Of course, Viollet’s is hardly the only view on the subject. An alternative approach, emphasizing the conservation of buildings in their present state, developed at about the same time among English followers of aesthetician John Ruskin, and both schools of thought inform contemporary practice in historic preservation. Still, Viollet’s remarkably frank definition points to a central difficulty. Like all forms of memory, historic preservation is always selective to some degree.
Viollet’s practice was to "return" the great medieval churches of France to the conception of their original designersor what he imagined that to be, since there are no drawings and medieval designs were altered routinely during construction. This "ideal date" approach to restoration (often used for important historic sites in the U.S.) works well enough with major monuments, but it can involve stripping away the effects of time, and the character and depth they add.
With a discreet monument, this is largely a question of managing impressions, of getting over the disappointing flatness that, for example, a newly cleaned painting can have. With an individual building, especially a great one, the initial shock is usually well worth the gains that restoration brings. The situation is more ambiguous with anonymous, minor buildings, even more so with urban places, and perhaps even more still with landscapes.

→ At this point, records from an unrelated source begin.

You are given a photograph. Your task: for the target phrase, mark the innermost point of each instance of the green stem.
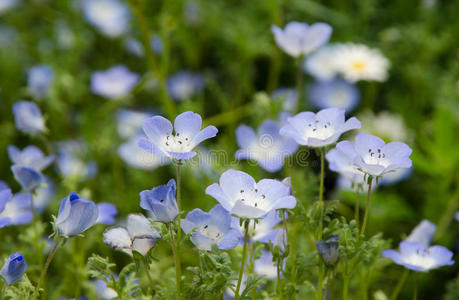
(176, 260)
(299, 83)
(321, 191)
(415, 291)
(357, 206)
(320, 281)
(244, 258)
(279, 284)
(367, 206)
(345, 287)
(45, 268)
(178, 266)
(399, 286)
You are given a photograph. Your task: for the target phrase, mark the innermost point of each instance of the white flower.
(358, 62)
(321, 64)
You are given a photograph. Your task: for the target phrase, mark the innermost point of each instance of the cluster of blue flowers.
(248, 211)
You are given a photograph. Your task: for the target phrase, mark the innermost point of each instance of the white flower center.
(211, 232)
(319, 129)
(177, 143)
(253, 198)
(375, 157)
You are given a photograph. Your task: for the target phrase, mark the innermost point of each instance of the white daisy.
(358, 62)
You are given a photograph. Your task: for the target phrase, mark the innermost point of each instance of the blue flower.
(335, 93)
(188, 134)
(39, 80)
(139, 235)
(5, 196)
(28, 177)
(328, 250)
(343, 164)
(75, 215)
(160, 201)
(417, 257)
(373, 156)
(113, 83)
(266, 146)
(14, 268)
(16, 210)
(129, 122)
(264, 231)
(210, 228)
(110, 17)
(30, 156)
(300, 38)
(184, 84)
(43, 195)
(28, 118)
(423, 233)
(107, 213)
(139, 158)
(318, 130)
(240, 195)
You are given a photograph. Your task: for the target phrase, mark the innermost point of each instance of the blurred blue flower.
(43, 195)
(318, 130)
(160, 201)
(288, 96)
(110, 17)
(188, 134)
(328, 250)
(106, 213)
(239, 194)
(5, 196)
(184, 84)
(30, 156)
(14, 268)
(113, 83)
(6, 5)
(335, 93)
(373, 156)
(70, 161)
(28, 118)
(17, 210)
(139, 235)
(39, 80)
(265, 266)
(129, 122)
(264, 231)
(210, 228)
(423, 233)
(28, 177)
(417, 257)
(76, 215)
(280, 240)
(300, 38)
(266, 146)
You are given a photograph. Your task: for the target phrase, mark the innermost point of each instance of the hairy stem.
(45, 269)
(244, 258)
(367, 206)
(400, 284)
(176, 260)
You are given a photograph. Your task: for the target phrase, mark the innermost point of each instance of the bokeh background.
(229, 46)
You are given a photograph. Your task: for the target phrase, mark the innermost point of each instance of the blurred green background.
(231, 44)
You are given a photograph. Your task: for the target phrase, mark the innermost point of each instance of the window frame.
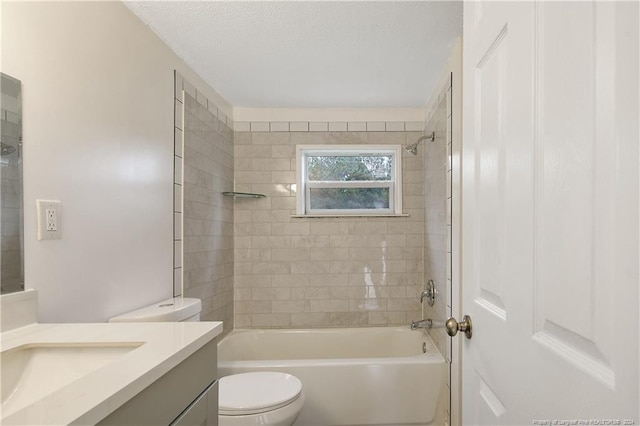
(303, 187)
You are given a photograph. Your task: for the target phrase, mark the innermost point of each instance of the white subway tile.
(177, 281)
(242, 126)
(337, 126)
(177, 138)
(299, 126)
(395, 126)
(177, 226)
(375, 126)
(177, 198)
(177, 254)
(413, 126)
(356, 126)
(178, 115)
(318, 126)
(177, 169)
(279, 126)
(178, 85)
(213, 109)
(259, 126)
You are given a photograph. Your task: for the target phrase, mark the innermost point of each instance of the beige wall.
(437, 218)
(318, 272)
(98, 136)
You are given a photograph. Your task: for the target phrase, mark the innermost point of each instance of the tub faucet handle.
(429, 293)
(425, 323)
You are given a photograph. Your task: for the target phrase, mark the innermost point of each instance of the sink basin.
(31, 372)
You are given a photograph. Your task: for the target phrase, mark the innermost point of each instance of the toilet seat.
(257, 392)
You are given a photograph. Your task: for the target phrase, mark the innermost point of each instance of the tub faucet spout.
(425, 323)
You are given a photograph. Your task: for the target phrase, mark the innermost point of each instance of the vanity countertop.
(159, 347)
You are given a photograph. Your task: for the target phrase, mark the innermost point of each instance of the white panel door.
(550, 212)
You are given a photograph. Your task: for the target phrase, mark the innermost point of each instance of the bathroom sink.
(31, 372)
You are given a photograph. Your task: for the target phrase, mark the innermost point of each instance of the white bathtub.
(353, 376)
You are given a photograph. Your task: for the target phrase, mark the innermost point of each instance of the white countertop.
(95, 395)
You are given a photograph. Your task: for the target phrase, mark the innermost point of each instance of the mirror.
(11, 214)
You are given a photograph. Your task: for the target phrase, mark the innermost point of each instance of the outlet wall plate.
(48, 212)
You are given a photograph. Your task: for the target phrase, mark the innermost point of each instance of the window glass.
(349, 180)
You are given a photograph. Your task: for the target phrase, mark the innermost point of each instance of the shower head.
(413, 148)
(6, 149)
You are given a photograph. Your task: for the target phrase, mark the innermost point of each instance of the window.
(349, 180)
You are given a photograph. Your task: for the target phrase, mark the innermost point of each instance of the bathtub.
(352, 376)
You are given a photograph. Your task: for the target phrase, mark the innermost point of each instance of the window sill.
(314, 216)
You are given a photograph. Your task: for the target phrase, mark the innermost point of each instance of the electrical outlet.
(48, 219)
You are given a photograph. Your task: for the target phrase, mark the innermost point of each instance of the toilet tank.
(171, 310)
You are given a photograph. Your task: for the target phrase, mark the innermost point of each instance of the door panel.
(550, 211)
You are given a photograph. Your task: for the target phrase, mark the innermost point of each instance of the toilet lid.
(257, 392)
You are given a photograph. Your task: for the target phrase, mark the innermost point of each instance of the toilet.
(264, 398)
(259, 398)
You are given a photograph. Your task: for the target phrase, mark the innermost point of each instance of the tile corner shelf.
(243, 194)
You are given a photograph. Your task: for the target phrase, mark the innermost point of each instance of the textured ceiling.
(324, 54)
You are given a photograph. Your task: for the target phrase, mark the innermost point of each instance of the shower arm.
(413, 148)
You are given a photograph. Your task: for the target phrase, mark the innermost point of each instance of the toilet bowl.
(259, 398)
(247, 399)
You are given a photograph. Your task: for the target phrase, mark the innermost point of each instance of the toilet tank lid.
(170, 310)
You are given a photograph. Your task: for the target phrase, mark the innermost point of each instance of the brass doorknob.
(454, 326)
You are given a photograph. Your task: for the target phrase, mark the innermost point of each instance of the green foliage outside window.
(349, 168)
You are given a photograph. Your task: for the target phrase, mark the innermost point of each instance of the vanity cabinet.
(187, 395)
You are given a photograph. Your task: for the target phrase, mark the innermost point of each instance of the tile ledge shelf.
(316, 216)
(242, 194)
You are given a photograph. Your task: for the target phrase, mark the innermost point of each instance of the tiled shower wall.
(205, 218)
(12, 270)
(437, 233)
(322, 272)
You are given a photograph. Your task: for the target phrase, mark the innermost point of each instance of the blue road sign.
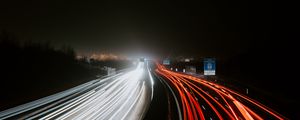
(209, 66)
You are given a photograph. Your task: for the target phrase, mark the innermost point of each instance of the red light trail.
(230, 105)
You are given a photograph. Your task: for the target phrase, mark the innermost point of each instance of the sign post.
(209, 66)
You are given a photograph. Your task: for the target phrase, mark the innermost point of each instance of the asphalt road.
(151, 92)
(126, 95)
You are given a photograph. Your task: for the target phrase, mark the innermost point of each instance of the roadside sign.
(209, 66)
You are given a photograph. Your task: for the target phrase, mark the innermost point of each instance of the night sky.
(199, 28)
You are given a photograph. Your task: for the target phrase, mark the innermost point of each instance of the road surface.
(201, 99)
(148, 92)
(126, 95)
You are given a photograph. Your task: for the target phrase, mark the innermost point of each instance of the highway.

In these sites, the changes wrought by social and natural processes may be as worthy of remembering as the original state. We might want to conserve what these sites have "learned," rather than return them to innocence, both for the sake of historical honesty and to do justice to newer forms of understanding, such as ecology. In addition, these everyday sites usually have work to do, unlike landmarks, which have been given a permanent vacation from function. For all these reasons, to say that something should be "restored" is the beginning of a complicated interpretive process, not the end.